Jacobsen uses certification to drive hiring and employee retention.

“We have the same difficulties and challenges anyone in the green industry has,” says Jacobsen. “I’m very fortunate my employees have been with me awhile. I have one that’s been with me 24 years, one’s going on 11. I have two new guys who have been with me for about two years.”

“It’s all about pride and excellence and they feel empowered,” he says. “It gives them the confidence they need when they approach customers that they have the knowledge and the tools to bring to the job site.”

Employees want to stay in an environment where they feel like they can grow, Jacobsen says of the value certification brings to building a career path.

“They don’t want to go to a company where someone puts a number on them, where they’re just an employee. They’re more than that: They’re the best mechanics irrigation can buy,” he points out.

Jacobsen says certification goes a long way with customers as well as employees.

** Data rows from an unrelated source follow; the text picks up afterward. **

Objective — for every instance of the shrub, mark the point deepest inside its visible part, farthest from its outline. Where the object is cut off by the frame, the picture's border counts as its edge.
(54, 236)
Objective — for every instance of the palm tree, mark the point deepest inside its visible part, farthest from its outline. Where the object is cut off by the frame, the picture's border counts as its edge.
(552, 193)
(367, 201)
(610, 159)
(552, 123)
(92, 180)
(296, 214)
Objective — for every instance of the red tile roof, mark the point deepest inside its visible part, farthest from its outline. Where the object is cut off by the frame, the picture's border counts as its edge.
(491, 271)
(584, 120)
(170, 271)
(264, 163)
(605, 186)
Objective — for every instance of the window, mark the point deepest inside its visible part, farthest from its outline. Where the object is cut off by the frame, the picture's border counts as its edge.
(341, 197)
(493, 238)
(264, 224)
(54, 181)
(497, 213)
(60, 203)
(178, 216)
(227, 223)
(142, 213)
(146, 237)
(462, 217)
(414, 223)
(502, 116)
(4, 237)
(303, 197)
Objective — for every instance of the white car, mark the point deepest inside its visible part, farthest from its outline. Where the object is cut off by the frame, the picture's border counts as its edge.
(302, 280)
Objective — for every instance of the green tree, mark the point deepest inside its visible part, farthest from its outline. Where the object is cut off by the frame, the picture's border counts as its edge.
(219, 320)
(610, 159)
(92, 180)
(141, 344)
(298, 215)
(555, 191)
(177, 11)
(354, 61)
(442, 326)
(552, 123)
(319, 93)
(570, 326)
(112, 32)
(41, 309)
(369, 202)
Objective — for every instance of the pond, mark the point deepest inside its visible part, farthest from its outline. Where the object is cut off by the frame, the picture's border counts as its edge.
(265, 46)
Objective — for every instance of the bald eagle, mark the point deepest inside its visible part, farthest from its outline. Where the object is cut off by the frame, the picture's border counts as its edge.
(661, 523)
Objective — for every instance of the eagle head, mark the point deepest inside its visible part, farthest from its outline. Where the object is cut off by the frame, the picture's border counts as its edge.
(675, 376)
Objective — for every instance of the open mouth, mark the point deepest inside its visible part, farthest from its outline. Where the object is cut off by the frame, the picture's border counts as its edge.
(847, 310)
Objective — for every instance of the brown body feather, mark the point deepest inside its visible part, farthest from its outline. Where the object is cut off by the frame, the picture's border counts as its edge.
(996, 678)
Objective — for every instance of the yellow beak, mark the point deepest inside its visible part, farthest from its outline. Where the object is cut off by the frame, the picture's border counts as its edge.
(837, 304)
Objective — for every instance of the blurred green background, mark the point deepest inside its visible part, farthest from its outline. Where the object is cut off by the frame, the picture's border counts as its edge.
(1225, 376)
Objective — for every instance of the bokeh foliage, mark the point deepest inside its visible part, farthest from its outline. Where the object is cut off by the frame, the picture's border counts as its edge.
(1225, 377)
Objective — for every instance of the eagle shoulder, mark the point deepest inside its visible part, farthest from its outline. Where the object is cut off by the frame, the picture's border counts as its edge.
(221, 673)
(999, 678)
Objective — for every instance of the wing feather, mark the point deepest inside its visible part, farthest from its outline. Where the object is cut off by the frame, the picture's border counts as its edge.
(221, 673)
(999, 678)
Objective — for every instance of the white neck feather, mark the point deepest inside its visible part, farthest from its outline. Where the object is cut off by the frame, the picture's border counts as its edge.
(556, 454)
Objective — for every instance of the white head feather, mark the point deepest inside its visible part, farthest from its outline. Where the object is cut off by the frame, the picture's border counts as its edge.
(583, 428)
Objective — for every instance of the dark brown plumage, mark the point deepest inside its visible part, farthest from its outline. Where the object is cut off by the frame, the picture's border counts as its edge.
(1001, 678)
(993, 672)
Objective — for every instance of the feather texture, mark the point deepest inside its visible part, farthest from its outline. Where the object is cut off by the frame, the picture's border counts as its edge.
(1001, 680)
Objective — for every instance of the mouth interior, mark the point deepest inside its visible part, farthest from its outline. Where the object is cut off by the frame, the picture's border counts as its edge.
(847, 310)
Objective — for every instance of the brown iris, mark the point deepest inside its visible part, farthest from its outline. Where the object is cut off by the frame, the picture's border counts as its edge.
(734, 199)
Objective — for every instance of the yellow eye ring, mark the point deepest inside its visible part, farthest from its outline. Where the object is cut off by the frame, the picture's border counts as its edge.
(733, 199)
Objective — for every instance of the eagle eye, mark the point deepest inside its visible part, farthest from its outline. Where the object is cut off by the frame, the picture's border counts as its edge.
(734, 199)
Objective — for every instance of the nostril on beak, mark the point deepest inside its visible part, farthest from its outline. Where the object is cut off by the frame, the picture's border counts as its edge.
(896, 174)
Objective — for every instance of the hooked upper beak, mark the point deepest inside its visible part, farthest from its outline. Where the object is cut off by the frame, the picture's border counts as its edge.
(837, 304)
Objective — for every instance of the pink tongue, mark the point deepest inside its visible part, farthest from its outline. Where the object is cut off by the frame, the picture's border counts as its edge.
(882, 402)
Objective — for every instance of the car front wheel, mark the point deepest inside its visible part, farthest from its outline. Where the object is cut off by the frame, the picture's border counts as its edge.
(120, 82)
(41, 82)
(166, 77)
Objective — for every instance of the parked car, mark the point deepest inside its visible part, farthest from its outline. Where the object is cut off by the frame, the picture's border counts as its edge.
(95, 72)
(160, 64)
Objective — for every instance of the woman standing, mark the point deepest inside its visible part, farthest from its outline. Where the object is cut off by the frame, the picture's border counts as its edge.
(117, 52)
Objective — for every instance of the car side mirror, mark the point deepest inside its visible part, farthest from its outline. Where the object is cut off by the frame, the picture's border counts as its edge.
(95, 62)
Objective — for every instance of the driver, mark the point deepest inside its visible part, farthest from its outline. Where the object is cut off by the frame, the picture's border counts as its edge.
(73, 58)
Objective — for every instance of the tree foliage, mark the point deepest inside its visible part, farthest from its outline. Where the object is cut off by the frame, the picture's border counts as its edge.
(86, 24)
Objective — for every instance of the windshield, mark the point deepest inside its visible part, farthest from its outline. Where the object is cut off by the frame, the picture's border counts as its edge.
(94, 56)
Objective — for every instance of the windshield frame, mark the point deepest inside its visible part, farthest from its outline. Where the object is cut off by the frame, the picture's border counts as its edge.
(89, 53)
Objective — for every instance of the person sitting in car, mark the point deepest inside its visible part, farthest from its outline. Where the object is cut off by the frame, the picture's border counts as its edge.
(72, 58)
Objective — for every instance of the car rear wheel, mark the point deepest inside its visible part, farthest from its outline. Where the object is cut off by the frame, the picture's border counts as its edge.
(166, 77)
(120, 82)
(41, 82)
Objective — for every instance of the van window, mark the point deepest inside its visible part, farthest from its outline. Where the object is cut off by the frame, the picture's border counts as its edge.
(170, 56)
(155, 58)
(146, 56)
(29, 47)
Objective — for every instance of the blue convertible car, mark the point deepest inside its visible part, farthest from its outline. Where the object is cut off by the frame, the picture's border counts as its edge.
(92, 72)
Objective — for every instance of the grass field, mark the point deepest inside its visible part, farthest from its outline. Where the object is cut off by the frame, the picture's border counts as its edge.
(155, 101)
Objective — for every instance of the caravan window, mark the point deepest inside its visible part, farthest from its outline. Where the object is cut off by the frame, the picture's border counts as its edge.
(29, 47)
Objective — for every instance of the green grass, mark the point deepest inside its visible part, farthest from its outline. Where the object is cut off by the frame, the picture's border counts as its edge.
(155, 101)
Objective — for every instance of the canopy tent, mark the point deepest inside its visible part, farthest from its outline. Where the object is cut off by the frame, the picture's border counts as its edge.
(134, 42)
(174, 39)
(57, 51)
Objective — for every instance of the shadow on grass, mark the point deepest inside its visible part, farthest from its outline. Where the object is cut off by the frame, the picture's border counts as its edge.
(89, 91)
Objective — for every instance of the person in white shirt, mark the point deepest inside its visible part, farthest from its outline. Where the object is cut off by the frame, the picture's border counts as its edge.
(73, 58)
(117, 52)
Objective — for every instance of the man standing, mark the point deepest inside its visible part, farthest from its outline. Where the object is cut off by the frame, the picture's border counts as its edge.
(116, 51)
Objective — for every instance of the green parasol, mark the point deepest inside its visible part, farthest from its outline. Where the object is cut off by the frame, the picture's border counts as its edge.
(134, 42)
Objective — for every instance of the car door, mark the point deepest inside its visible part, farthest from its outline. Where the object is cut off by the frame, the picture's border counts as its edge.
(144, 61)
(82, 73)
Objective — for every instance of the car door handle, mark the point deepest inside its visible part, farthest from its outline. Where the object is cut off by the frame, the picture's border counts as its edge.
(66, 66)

“Consumer confidence starts from when you’re pulling in the driveway and looking like you know what you’re doing or when you get out of trucks, you got to be able to demonstrate what they see,” he says.

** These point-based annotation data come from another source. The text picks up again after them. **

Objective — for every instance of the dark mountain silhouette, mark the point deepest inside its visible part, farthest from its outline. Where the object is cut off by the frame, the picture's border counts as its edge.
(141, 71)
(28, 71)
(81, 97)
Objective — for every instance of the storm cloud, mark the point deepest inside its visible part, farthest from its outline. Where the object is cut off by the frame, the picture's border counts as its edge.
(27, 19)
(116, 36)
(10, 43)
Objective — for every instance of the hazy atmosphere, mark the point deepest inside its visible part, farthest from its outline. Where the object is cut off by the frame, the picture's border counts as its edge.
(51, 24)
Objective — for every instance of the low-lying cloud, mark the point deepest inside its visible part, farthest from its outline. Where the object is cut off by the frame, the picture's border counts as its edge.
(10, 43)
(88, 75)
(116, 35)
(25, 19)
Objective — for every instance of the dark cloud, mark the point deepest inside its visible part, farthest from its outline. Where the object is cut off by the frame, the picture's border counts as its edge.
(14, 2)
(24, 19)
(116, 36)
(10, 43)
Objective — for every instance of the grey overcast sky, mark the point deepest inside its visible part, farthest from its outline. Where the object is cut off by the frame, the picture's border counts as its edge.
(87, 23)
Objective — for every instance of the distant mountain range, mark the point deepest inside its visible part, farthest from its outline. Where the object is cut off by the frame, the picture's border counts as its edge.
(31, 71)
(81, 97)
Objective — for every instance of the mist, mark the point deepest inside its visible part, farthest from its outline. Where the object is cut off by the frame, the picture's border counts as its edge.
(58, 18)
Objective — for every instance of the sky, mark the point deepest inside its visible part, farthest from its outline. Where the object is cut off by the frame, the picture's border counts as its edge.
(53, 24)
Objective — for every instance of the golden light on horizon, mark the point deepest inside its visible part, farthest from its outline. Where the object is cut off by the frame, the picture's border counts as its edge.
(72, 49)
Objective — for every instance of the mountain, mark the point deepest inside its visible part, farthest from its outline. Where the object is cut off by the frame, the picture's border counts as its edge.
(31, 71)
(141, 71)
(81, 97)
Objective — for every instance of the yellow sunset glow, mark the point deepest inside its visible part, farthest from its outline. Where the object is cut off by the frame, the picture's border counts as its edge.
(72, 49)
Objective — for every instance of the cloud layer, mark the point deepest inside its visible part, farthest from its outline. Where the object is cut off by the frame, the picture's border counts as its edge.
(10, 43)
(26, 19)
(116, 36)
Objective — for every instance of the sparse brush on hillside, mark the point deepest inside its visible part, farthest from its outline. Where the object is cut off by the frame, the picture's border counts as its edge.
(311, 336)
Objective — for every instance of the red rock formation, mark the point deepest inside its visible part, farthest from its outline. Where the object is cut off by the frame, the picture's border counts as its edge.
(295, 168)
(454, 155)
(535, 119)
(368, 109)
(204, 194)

“When you have an employee who is happy to be where they are and have the knowledge they present to the customers very well, customers gravitate to that,” he says. “People like to see young people succeeding and putting their time and effort into it. It breeds consumer confidence because the employee is confident, they’re sure of themselves and the customers are as well.”

Know your certification

Here are the certifications that the Irrigation Association offers and what they cover:

  • Certified irrigation technicians are entry-level technicians who install, maintain and repair irrigation systems.
  • Certified landscape irrigation auditors gather irrigation water-use data, make maintenance recommendations and minor repairs and test landscape irrigation systems.
  • Certified golf irrigation auditors gather irrigation water-use data, make maintenance recommendations and minor repairs on golf courses and test golf irrigation systems.
  • Certified irrigation contractors are experienced business owners who execute contracts or subcontracts of irrigation projects to install, maintain and repair irrigation systems.
  • Certified irrigation designers establish specifications, select the most effective irrigation equipment and design methods for landscape irrigation projects. The IA certifies irrigation designers in two landscape specialties: golf course and residential/commercial irrigation.

The Irrigation Association notes that certified irrigation contractors and certified irrigation designers with a landscape and turf irrigation specialty qualify for the EPA WaterSense program. Certified landscape irrigation auditors and certified golf irrigation auditors who share completed audits with the IA also qualify for the EPA WaterSense program.